The 13-track set of Winning showcases G.I.’s groundbreaking contemporary gospel sound that encompasses 21st century R&B, Trap, Hip Hop rhythms and even a little old school soul flavor. G.I. fans have come to expect the trio’s fusion of youthful urban music instrumentation with uplifting faith-based messages and Winning continues that legacy.
Since its formation in 1997 as God’s Image (aka G.I.), the group has endured enough ups and downs to have abandoned its musical aspirations a long time ago but they have persevered. “There are so many disappointing stories,” Branden confesses. “Before we got our first deal, we thought we had a couple of deals but they fell through. We’ve had many disappointments but the passion outweighs it all.” The passion began with Branden and his brother, Marlon Anderson, who were raised on gospel music. They loved it so much that they decided to form a gospel group with their buddy, Avon “AC” White. They began to perform regionally. White left the group in 1998 and was replaced by Curtis Langley. Then, in 2003, Curtis’s high school classmate, Lamonte Harris, joined and they operated as a foursome for almost a decade, building a solid reputation on the East Coast. Eventually, Marlon left the group and in 2014, Curtis left too and was replaced by Rufus Johnson, a high school choir teacher working in North Carolina, whom Branden had known since they were in the third grade. “Growing up, Rufus was the man,” Lamonte says of the group’s newest member who had a stellar reputation as both an R&B and gospel singer even during his teens. “We all went to Henrico High School. Back then, Rufus was the person everyone wanted to sing like. I was kind of a fan of Rufus before he ever joined the group.” There’s a brotherhood uniting these three mellow, respectful but determined personalities who always buoy one another when doubt creeps into the picture.

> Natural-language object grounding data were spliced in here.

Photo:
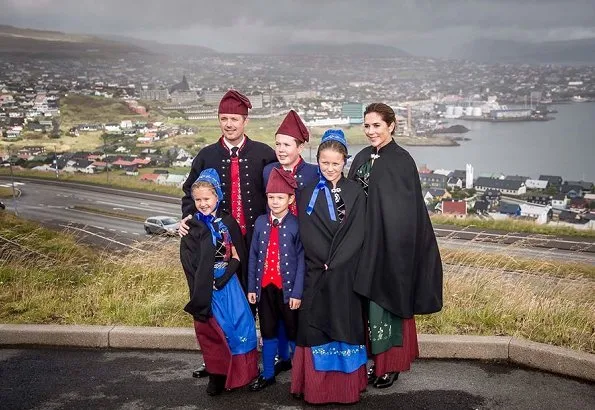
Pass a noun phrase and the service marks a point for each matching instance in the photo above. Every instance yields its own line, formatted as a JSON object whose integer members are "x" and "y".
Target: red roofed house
{"x": 457, "y": 208}
{"x": 122, "y": 164}
{"x": 155, "y": 178}
{"x": 140, "y": 162}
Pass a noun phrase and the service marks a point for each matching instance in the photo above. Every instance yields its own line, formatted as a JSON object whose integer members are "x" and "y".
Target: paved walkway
{"x": 69, "y": 378}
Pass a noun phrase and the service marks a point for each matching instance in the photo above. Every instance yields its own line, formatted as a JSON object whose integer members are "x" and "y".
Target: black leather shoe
{"x": 216, "y": 384}
{"x": 386, "y": 380}
{"x": 371, "y": 376}
{"x": 282, "y": 366}
{"x": 200, "y": 372}
{"x": 261, "y": 383}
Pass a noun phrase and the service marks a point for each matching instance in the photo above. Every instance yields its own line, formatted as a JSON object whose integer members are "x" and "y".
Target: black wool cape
{"x": 254, "y": 156}
{"x": 331, "y": 310}
{"x": 197, "y": 255}
{"x": 400, "y": 267}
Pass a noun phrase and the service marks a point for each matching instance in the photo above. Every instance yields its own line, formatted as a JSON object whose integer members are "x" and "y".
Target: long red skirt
{"x": 324, "y": 387}
{"x": 399, "y": 358}
{"x": 240, "y": 369}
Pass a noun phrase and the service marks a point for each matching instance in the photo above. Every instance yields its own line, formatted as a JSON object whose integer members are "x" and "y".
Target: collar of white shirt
{"x": 229, "y": 146}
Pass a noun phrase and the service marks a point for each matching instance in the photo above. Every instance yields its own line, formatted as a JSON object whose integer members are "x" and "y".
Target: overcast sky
{"x": 421, "y": 27}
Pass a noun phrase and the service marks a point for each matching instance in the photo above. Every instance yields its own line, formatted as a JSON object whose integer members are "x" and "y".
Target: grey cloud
{"x": 256, "y": 25}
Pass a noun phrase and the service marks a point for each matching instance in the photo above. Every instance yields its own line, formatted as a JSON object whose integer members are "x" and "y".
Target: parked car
{"x": 162, "y": 225}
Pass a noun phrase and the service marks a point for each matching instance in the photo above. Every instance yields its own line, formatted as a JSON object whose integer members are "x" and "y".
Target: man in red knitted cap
{"x": 240, "y": 162}
{"x": 276, "y": 273}
{"x": 289, "y": 144}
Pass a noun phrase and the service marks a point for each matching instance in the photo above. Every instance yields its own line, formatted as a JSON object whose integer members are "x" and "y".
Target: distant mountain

Winning showcases G.I.’s growth from the Boyz who delivered fun tracks such as “Get Up” early in their career to the thought-provoking Men who now push the musical envelope while inspiring their fans to increase their faith and to become winners in this game called life. G.I is without a doubt, one of the hottest up-and-coming artists charting new directions for gospel. So, what does the future hold for G.I.? “I really see us continuing to do what we’ve done but becoming better at it,” Lamonte says. “I think every album shows our personal growth. I think we’ll continue to be a voice for people who are not traditionally churched, and they don’t want to move from a Chris Brown to a Shirley Caesar track. That’s not an easy transition. Our whole vision is to make an impact on people and to let them know this whole church thing isn’t boring. It can still be fun. That’s our mission.”